Anju Dodiya (born 7 April 1964) is an Indian contemporary painter. She lives and works in Mumbai. Her paintings feature autobiographical and human relationships, with 'women' usually at the center.

Her works are frequently a juxtaposition of watercolor and charcoal as a medium.

== Life and education ==
Anju Dodia was born in Mumbai, Maharashtra. She has graduated from Sir J. J. School of Art in 1986 with a BFA in Painting.
She is the wife of Atul Dodiya, who is also a notable contemporary Indian painter. Their daughter Biraaj is also an artist.

== Career ==

=== Style ===
In the early days, her art was mostly in the abstract style. However, with a constant interest in the human mind and psychoanalysis, her inclination towards anthropomorphic imagery has continued to feature in her works. Dodiya is influenced by Renaissance painters like Giotto, the films of Ingmar Bergman, Japanese ukiyo-e prints and the poetry of Sylvia Plath. She has also been inspired by medieval devotional poetry, Gujarati folklore and myths from around the world. The combined effect of all these influences is reflected in her unique style of painting.

=== Themes ===
A subtle commentary on contemporary events, sociology, economics and culture have been major themes of her artworks. Newspaper headlines, photographs of fashion models, films are the reference material for her paintings. The details in her paintings show the outward appearance of reality with layered symbolism. She has also used cloth as a medium of painting in different ways.

== Work ==

=== Major exhibitions ===
Dodiya's works have been exhibited in the Frieze international art fair, Art Basel at Basel and Hong Kong, the India Art Fair, and the Delhi Contemporary Art Week in New Delhi. She has been a part of several other solo and group exhibitions in India and abroad.

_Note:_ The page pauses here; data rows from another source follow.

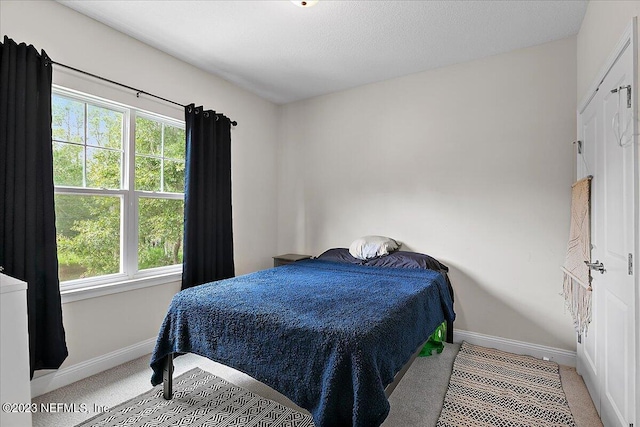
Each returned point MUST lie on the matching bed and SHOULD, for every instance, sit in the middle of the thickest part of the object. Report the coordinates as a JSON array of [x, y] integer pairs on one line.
[[330, 333]]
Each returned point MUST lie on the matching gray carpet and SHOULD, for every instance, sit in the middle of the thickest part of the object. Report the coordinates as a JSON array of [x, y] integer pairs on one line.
[[200, 399], [417, 401]]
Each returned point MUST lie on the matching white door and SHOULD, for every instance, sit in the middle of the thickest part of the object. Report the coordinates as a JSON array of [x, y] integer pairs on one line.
[[606, 356]]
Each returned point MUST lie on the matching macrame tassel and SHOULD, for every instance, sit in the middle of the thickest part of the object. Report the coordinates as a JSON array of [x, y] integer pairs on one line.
[[578, 301]]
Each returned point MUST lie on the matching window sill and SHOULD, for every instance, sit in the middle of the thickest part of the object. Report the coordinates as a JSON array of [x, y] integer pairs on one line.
[[94, 291]]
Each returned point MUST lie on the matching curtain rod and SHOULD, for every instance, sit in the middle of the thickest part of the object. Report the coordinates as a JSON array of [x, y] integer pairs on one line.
[[138, 91]]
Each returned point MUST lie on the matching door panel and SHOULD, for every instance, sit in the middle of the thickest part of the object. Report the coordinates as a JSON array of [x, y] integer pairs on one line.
[[588, 359], [607, 358]]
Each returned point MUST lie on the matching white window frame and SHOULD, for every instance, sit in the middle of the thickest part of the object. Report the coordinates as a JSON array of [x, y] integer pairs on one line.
[[129, 277]]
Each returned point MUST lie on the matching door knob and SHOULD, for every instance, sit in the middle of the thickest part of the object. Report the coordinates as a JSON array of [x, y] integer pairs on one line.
[[598, 266]]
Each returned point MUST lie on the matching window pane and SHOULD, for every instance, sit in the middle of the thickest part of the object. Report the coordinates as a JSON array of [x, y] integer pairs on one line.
[[147, 173], [174, 142], [88, 235], [67, 164], [103, 168], [148, 137], [160, 232], [104, 127], [67, 119], [173, 176]]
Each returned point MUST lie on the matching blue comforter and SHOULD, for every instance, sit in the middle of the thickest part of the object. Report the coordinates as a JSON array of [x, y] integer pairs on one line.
[[329, 336]]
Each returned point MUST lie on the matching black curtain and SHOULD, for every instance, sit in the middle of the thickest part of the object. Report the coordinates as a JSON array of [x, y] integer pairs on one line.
[[27, 218], [208, 228]]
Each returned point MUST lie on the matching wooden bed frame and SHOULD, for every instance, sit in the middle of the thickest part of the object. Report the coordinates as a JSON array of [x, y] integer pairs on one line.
[[167, 370]]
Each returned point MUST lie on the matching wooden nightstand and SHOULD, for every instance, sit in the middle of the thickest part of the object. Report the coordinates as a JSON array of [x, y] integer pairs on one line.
[[288, 259]]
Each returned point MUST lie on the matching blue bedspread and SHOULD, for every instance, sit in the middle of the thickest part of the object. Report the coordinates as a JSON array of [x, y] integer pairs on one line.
[[329, 336]]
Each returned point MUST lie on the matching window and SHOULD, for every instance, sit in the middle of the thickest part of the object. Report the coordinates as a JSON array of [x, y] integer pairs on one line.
[[119, 190]]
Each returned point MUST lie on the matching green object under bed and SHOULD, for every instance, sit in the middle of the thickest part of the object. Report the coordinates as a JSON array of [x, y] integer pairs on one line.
[[435, 341]]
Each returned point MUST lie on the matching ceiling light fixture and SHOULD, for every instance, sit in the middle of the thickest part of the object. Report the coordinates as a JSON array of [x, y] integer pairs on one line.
[[304, 3]]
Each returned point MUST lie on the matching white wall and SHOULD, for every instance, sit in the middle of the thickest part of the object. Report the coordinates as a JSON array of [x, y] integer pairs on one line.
[[101, 325], [602, 27], [471, 163]]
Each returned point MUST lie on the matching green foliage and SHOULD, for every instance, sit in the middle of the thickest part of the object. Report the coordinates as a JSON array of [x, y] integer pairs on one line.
[[88, 152]]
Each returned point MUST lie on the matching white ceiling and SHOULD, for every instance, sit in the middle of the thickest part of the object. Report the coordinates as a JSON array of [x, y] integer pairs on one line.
[[286, 53]]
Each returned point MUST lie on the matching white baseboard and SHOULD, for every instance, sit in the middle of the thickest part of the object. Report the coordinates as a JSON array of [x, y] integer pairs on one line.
[[562, 357], [65, 376]]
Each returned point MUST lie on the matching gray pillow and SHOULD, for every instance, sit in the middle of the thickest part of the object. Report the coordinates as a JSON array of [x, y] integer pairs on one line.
[[372, 246]]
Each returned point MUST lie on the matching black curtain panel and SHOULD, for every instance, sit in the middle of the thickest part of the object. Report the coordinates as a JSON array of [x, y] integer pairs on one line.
[[27, 218], [208, 228]]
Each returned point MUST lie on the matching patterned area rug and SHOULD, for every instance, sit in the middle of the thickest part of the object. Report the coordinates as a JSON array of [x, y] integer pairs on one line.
[[490, 387], [201, 399]]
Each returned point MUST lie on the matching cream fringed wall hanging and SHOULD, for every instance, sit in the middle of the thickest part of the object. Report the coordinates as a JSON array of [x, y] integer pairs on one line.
[[577, 279]]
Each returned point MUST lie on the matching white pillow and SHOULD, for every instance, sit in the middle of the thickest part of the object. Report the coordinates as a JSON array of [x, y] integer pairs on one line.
[[372, 246]]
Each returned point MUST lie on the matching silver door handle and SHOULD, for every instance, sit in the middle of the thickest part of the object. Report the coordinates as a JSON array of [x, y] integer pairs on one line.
[[598, 266]]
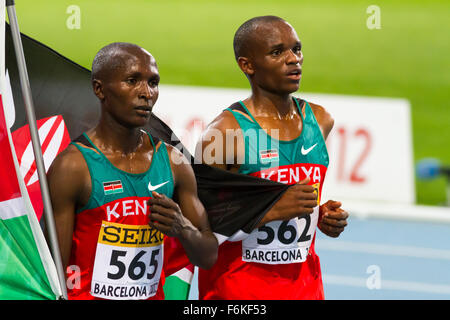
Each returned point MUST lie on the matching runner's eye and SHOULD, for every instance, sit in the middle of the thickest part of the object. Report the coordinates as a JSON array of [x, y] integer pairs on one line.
[[276, 52]]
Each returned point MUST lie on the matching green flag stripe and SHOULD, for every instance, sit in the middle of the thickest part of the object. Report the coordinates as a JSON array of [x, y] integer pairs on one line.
[[22, 274], [12, 208]]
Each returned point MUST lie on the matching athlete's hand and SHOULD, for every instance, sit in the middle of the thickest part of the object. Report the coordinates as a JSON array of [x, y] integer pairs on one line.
[[298, 200], [332, 219], [166, 216]]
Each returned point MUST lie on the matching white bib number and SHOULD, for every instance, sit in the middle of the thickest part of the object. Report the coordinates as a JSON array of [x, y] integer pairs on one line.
[[128, 262], [281, 242]]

=== Public collections ===
In India, Dodiya's works are a part of the collections at NGMA, New Delhi; KNMA, New Delhi; Vadhera Art Gallery, New Delhi; Chemould Prescott Road, Mumbai; NGMA, Mumbai and JNAF, Mumbai. Whereas, her creations present abroad are in the Art Institute of Chicago, Chicago and Burger Collection, Hong Kong to name a few.

=== Awards and nominations ===
Dodiya has received the Reliance India Art Exhibition Award for Harmony in 1999, the Young Achiever Award for Indo-American Society in 2001 and the Zee Existence Award in 2007. She has been nominated twice for the Sotheby's Prize for Contemporary Art, in 1998 and 2000.

== Bibliography ==
- Dodiya, Anju (2021). Breathing On Mirrors.
- Dodiya, Anju (2012). Room for Erasures.